Уже пролилось так много крови, что казалось, еще одну новую смерть никто просто не заметит, но тем летом было совершено убийство, поднявшее весь Париж: молодая фанатичная жирондистка Шарлотта Корде зарезала Жан-Поля Марата. Войдя к Марату, она нашла его лежащим в лечебной ванне, обернутым в полотенца – это был единственный способ облегчить страдания от кожной болезни, превратившей его жизнь в постоянное мучение. Она подала Марату письмо со списком изменников, замешанных в подготовке восстания в ее родном городе Кан. Он списал имена, проворчав: «Все пойдут на гильотину», – и на этих словах девушка вонзила ему в грудь шестидюймовый [чуть больше 15 см] кухонный нож. Марат умер на месте, Шарлотта – через четыре дня на эшафоте. Она преуспела лишь в том, чтобы превратить его в мученика: бюст Марата водрузили в зале Конвента, его останки благоговейно захоронили в Пантеоне, в его честь переименовывали улицы и площади по всей Франции. Убийство также запечатлели на нескольких картинах, включая знаменитое произведение Marat assassiné – «Смерть Марата»[133] убежденного якобинца Жака Луи Давида, который сам голосовал за смерть короля.

После убийства Марата Комитет общей безопасности заработал с еще большим усердием.

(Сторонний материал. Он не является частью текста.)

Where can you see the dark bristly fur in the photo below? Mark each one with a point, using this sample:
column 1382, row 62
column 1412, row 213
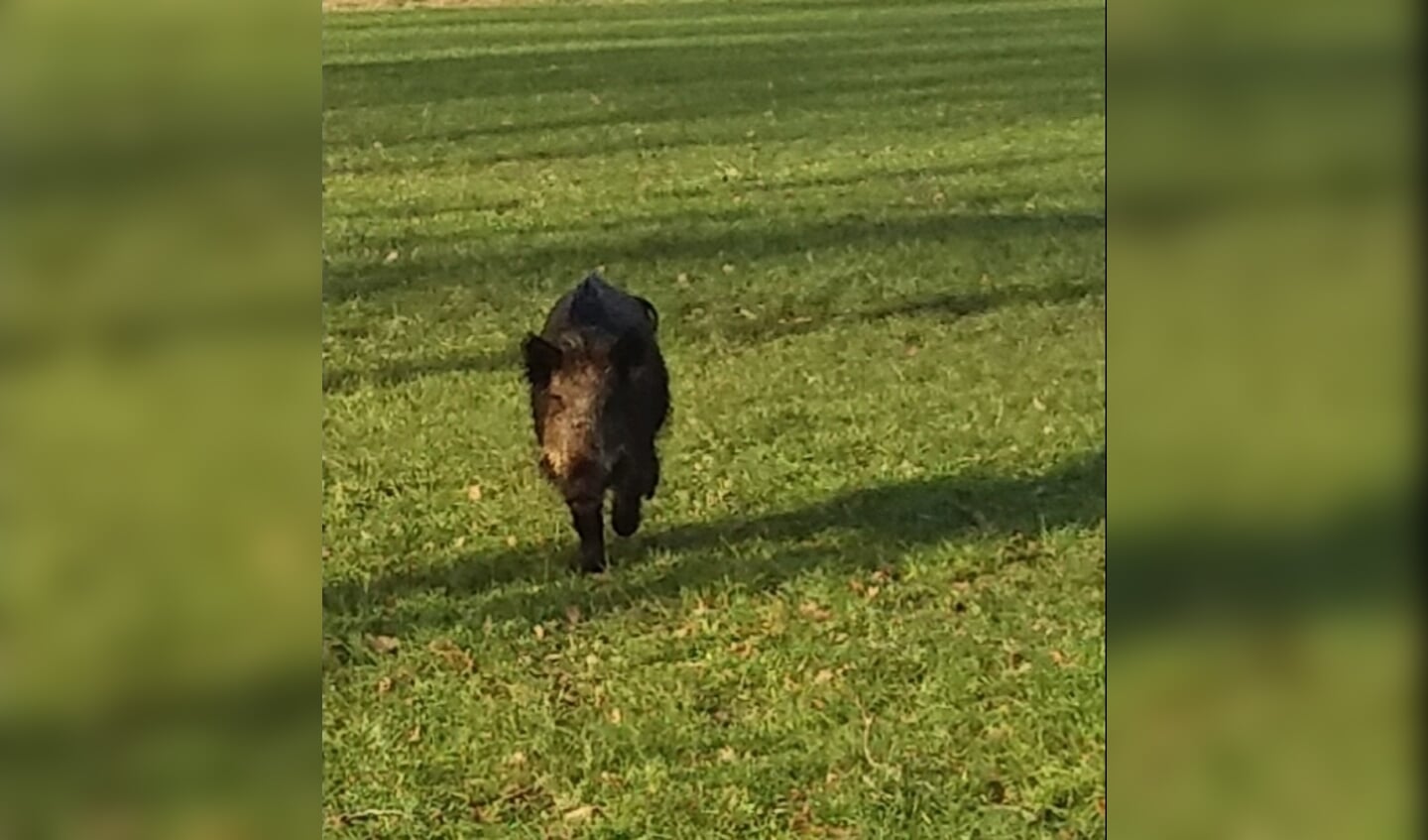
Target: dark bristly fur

На гильотину отправился генерал Кюстин, вскоре за ним последовал герцог де Бирон; в Вандею выслали войска, чтобы прекратить там гражданскую войну ценой почти 25 000 жизней; и, наконец, было решено судить саму королеву. После казни короля королевскую семью перевезли в замок Консьержери на острове Сите. Значительную часть дворца Меровингов последние четыреста лет использовали в качестве тюрьмы; кишевший крысами и сильно вонявший мочой, он был намного страшнее Тампля. Королева вынужденно делила камеру с надзирательницей и двумя жандармами, которые, по словам графа Ферзена, «не отходили от нее, даже когда ей приходилось справлять нужду». Особенно тяжело она переживала тот факт, что ее разделили с сыном, которого, как она прекрасно осознавала, ей больше не доведется увидеть.

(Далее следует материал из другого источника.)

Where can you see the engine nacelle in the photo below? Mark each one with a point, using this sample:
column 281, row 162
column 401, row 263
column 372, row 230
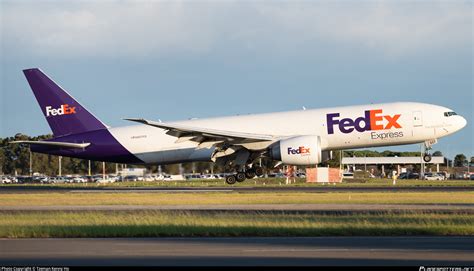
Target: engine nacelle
column 299, row 150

Суд над ней, как и над королем, был формальностью. Марию-Антуанетту признали виновной по разным обвинениям и приговорили к смертной казни. Согласно газете Moniteur Universel, «выслушав приговор, она вышла из зала суда, не сказав больше ни слова судьям и публике, на лице королевы не отразилось никаких чувств». Следующим утром, 16 октября, ее остригли. Без посторонней помощи она взобралась на позорный стул в повозке. Поднимаясь по ступенькам на эшафот, Мария-Антуанетта споткнулась и случайно наступила на ногу палачу. «Monsieur, je vous demande pardon, – сказала она, – je ne l’ai pas fait exprès» («Извините, месье, я не нарочно»). Это были последние слова королевы.

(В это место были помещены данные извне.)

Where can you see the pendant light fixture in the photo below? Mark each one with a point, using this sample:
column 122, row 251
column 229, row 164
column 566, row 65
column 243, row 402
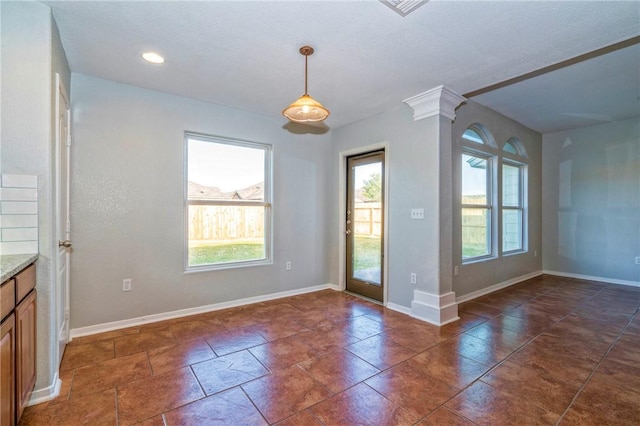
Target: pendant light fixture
column 305, row 108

К этому времени революция начала пожирать собственных детей. Еще до конца октября лишился головы двадцать один человек из числа ведущих жирондистов; в ноябре за ними последовали бывший герцог Орлеанский Филипп Эгалите (который попросил только об отсрочке казни на двадцать четыре часа, чтобы в последний раз насладиться хорошей едой) и мадам Ролан. Даже несчастную, беспомощную мадам Дюбарри, в слезах молившую о пощаде, казнили 8 декабря. Всю осень и зиму продолжался террор. В Париже казнили 3000 человек, в провинциях – 14 000. Многие обвинения граничили с абсурдом. Например, в Общем списке осужденных читаем: «Генриетта Франсуаза де Марбёф… осуждена за надежды на приход австрийских и прусских войск», «Франсуа Бертран… осужден за поставку защитникам страны кислого вина, вредного для здоровья», «Мари Анжелика Плезан, швея из Дуэ, осуждена за крики, что она аристократка и “ее не волнует народ”». Все они были «приговорены к смертной казни в Париже, приговор приведен в исполнение в тот же день».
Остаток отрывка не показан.